Contains fulltext : 58278.pdf (Publisher’s version ) (Closed access) Macrophages (Mphi) play a central role as effector cells in immunity to intracellular pathogens such as Mycobacterium. Paradoxically, they also provide a habitat for intracellular bacterial survival. This paradoxical role of Mphi remains poorly understood. Here we report that this dual role may emanate from the functional plasticity of Mphi: Whereas Mphi-1 polarized in the presence of granulocyte-Mphi colony-stimulating factor promoted type 1 immunity, Mphi-2 polarized with Mphi colony-stimulating factor subverted type 1 immunity and thus may promote immune escape and chronic infection.

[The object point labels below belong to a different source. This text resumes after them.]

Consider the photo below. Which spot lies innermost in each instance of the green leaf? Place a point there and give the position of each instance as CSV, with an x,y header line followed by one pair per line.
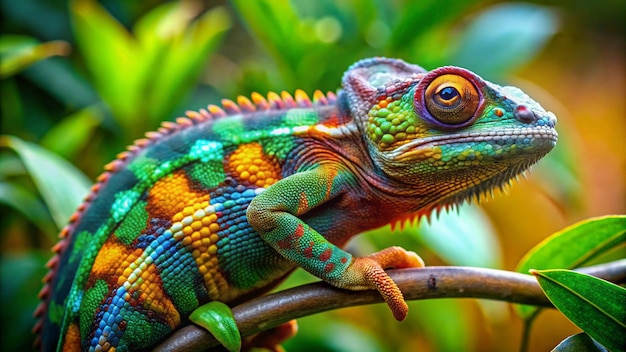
x,y
173,75
464,238
70,135
62,186
522,30
24,201
594,305
112,57
19,52
573,247
579,342
583,241
218,319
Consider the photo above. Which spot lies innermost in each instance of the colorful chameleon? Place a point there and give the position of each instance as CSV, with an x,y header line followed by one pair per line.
x,y
223,204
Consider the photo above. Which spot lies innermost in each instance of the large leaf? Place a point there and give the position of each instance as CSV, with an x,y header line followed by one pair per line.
x,y
144,76
111,56
577,244
504,37
62,186
464,238
19,52
572,247
596,306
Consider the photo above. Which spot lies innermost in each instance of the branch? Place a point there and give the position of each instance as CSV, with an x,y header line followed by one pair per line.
x,y
271,310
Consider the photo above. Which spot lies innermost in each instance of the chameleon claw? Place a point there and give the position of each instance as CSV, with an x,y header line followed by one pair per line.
x,y
374,276
218,319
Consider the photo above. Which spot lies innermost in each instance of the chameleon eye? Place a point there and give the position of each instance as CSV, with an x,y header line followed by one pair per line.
x,y
452,99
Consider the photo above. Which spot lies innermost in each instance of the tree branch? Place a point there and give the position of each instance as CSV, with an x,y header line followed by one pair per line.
x,y
271,310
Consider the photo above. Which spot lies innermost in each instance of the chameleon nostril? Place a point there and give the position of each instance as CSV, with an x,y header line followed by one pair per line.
x,y
524,114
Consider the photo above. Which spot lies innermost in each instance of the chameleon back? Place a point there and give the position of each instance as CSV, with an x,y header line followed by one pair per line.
x,y
165,228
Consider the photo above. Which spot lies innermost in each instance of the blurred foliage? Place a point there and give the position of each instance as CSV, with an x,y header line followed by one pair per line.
x,y
82,80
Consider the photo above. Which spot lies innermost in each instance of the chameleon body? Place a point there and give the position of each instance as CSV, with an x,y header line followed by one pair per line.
x,y
224,203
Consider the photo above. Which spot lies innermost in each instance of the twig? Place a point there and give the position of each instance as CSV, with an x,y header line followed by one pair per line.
x,y
268,311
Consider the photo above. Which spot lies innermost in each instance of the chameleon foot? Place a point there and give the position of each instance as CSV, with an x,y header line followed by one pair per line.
x,y
368,273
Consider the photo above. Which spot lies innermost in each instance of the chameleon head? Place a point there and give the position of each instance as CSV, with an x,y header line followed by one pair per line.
x,y
447,134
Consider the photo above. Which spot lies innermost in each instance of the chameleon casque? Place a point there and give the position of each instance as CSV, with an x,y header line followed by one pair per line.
x,y
224,203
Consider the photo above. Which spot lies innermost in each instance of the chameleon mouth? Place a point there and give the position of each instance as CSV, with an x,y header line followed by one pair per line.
x,y
540,139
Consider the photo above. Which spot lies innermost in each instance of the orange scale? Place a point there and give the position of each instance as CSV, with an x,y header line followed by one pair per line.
x,y
171,193
250,165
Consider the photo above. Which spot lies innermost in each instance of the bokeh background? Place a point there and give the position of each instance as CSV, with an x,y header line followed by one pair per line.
x,y
83,79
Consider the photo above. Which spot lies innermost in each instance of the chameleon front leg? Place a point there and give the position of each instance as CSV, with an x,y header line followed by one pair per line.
x,y
274,214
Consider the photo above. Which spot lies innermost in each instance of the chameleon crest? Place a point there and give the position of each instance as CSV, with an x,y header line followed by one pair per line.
x,y
224,203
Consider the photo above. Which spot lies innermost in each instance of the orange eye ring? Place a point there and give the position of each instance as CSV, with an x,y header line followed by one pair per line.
x,y
449,97
452,99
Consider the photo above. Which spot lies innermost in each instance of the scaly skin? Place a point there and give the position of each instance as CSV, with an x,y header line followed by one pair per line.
x,y
223,204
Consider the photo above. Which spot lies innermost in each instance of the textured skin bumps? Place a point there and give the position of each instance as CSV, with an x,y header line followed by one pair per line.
x,y
222,204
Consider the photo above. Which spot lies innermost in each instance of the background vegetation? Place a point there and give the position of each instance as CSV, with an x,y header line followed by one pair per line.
x,y
82,80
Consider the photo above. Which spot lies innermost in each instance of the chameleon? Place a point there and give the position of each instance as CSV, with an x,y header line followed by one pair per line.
x,y
224,203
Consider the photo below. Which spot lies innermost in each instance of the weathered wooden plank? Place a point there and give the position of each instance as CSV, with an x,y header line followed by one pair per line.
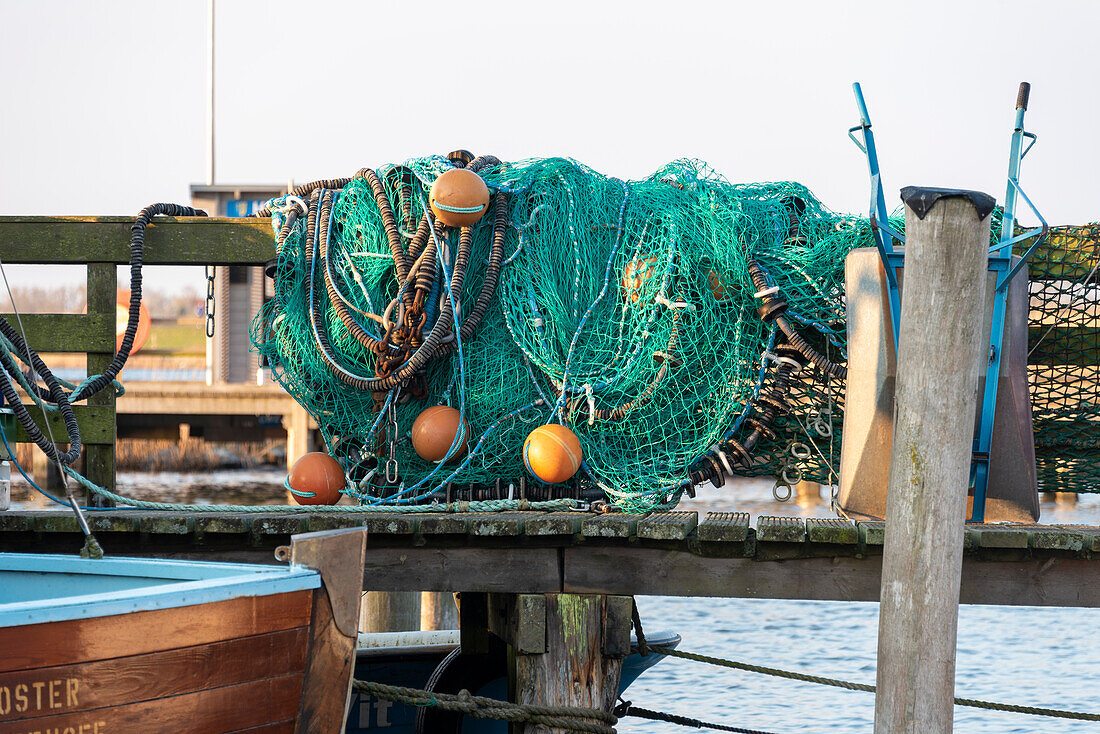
x,y
99,458
513,570
609,526
51,644
871,533
68,332
118,681
724,527
622,570
268,525
530,626
554,524
1058,538
473,622
999,537
499,524
222,524
168,240
167,525
443,524
96,423
833,530
101,523
389,524
781,529
316,523
668,526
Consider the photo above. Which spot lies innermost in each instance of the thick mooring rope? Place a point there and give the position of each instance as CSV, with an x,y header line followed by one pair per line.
x,y
990,705
572,719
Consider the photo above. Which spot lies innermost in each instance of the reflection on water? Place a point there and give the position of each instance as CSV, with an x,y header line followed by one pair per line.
x,y
1046,657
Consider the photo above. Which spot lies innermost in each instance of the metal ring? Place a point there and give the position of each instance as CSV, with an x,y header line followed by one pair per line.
x,y
774,492
788,479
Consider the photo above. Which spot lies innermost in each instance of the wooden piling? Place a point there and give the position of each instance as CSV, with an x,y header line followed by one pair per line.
x,y
939,352
568,650
389,611
438,611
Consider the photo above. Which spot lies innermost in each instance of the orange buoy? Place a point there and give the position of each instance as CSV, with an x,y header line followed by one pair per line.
x,y
459,197
552,453
433,431
717,286
635,275
316,479
122,318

Importantly, Mphi-1 secreted high levels of IL-23 (p40/p19) but no IL-12 (p40/p35) after (myco)bacterial activation. In contrast, activated Mphi-2 produced neither IL-23 nor IL-12 but predominantly secreted IL-10. Mphi-1 required IFN-gamma as a secondary signal to induce IL-12p35 gene transcription and IL-12 secretion. Activated dendritic cells produced both IL-12 and IL-23, but unlike Mphi-1 they slightly reduced their IL-23 secretion after addition of IFN-gamma. Binding, uptake, and outgrowth of a mycobacterial reporter strain was supported by both Mphi subsets, but more efficiently by Mphi-2 than Mphi-1. Whereas Mphi-1 efficiently stimulated type 1 helper cells, Mphi-2 only poorly supported type 1 helper function. Accordingly, activated Mphi-2 but not Mphi-1 down-modulated their antigen-presenting and costimulatory molecules (HLA-DR, CD86, and CD40). These findings indicate that (i) Mphi-1 and Mphi-2 play opposing roles in cellular immunity and (ii) IL-23 rather than IL-12 is the primary type 1 cytokine produced by activated proinflammatory Mphi-1. Mphi heterogeneity thus may be an important determinant of immunity and disease outcome in intracellular bacterial infection.